The ACE includes Marine Medium Helicopter Squadron 262 (Reinforced) and Marine Attack Squadron 211 and will provide air assault, personnel transport and aerial reconnaissance while working with sea, ground and air forces of partnership countries during upcoming exercises.
“I’m always excited to work with the 31st MEU,” said Lt. Cmdr. Ben Sigurdson, Essex’s aircraft handling officer. “We’re one team, one fight. We’re all working toward a common goal and that is to complete the mission, and as long as everyone keeps the same mindset we’ll succeed.”

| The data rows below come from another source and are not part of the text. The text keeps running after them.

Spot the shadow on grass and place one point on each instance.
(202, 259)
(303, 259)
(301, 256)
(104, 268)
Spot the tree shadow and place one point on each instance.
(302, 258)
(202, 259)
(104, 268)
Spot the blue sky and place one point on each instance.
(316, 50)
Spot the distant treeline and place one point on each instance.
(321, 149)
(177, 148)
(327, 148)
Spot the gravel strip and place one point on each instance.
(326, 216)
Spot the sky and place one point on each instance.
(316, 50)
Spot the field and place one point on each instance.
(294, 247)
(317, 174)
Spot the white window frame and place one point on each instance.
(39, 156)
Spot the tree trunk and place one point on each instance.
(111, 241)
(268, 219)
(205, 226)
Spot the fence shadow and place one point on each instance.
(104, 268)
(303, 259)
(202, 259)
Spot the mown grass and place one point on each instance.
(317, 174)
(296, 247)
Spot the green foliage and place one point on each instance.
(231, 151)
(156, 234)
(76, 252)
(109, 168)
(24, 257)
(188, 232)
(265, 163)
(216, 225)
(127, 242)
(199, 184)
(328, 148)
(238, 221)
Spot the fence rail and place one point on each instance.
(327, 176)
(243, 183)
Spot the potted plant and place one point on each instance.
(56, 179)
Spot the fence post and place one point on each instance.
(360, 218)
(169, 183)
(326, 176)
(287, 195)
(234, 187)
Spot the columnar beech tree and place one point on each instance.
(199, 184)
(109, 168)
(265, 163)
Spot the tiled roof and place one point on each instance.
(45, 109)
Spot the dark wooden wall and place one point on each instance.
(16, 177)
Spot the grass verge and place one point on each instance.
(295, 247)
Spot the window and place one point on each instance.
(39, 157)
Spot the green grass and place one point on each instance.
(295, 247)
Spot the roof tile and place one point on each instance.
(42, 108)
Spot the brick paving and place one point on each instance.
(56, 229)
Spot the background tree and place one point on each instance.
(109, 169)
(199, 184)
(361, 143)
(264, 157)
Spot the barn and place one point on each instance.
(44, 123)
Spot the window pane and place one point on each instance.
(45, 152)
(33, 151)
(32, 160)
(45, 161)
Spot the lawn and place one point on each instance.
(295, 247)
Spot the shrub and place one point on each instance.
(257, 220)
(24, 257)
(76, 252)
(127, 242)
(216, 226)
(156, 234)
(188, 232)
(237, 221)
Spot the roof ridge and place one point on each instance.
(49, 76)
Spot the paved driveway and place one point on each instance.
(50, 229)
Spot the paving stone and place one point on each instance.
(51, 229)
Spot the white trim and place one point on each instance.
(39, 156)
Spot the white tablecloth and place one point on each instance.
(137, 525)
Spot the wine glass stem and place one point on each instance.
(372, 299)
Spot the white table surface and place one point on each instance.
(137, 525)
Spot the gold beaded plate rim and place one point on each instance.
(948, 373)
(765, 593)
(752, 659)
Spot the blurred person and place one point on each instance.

The ACE boasts an extensive arsenal of CH-53E Sea Stallion, CH-46E Sea Knight, AH-1Z Super Cobra and UH-1N Huey helicopters, as well as AV-8B Harrier jet aircraft.
“Our aircraft definitely have a major impact when it comes to the mission,” said 1st Lt. John Park, VMA-211 assistant aviation officer. “Our Harriers give us an extensive reach in terms of reconnaissance.”
While Harriers and attack helicopters may be the most obvious symbols of the ACE’s air power, they would all be grounded if it weren’t for the sailors and Marines of Essex Air, Combat Cargo and Aviation Intermediate Maintenance departments.
“It’s one of the hardest jobs out there,” said Park. “It’s an ever-changing environment and if you look away for one second somebody can get hurt. The sailors and Marines on the flight deck are crucial to the success and safety of our missions.”
According to Aviation Boatswain’s Mate (Handling) Third Class Mario Teasley, who works day in and day out on Essex’ flight deck, cooperation is essential to the successful launch and recovery of every aircraft.
“It’s extremely important,” said Teasley. “We have to work together to achieve the goals of our mission. It makes it so much harder if you don’t get along because then you don’t communicate. We have to remember that we all have just one goal and that’s to support the Marines.”
Gunnery Sgt. Jorge Jerez, Essex flight deck combat cargo assistant, knows exactly how crucial teamwork is on the flight deck.
“Combat Cargo acts as a liaison between Marines and sailors. You need the man in the middle,” he said. “When someone from either side needs to talk to someone about the other, they come to us. Sometimes it can be challenging because we both do things a little different, but it’s all a matter of getting familiar with one another.”
Despite the inherent challenges of daily joint-service operations, Jerez said Marines and sailors always develop more cohesion throughout the course of a deployment.
“As time passes, we’ll develop better teamwork,” said Jerez. “The quality of work will get better because we’ll learn what they like and don’t like, and vice versa. I’m confident this deployment will serve as an opportunity for us to get even better as a team.”
The 31st MEU is the only permanently forward-deployed MEU, maintaining a presence in the Pacific Ocean at all times as part of III Marine Expeditionary Force, and is based out of Marine Corps Base Camp Hansen, Okinawa, Japan.
Essex is commanded by Capt. Brent Canady and is the lead ship of the only forward-deployed U.S. Expeditionary Strike Group and serves as the flagship for CTF 76, the Navy’s forward-deployed amphibious force commander. Task Force 76 is headquartered at White Beach Naval Facility, Okinawa, Japan, with a detachment in Sasebo, Japan.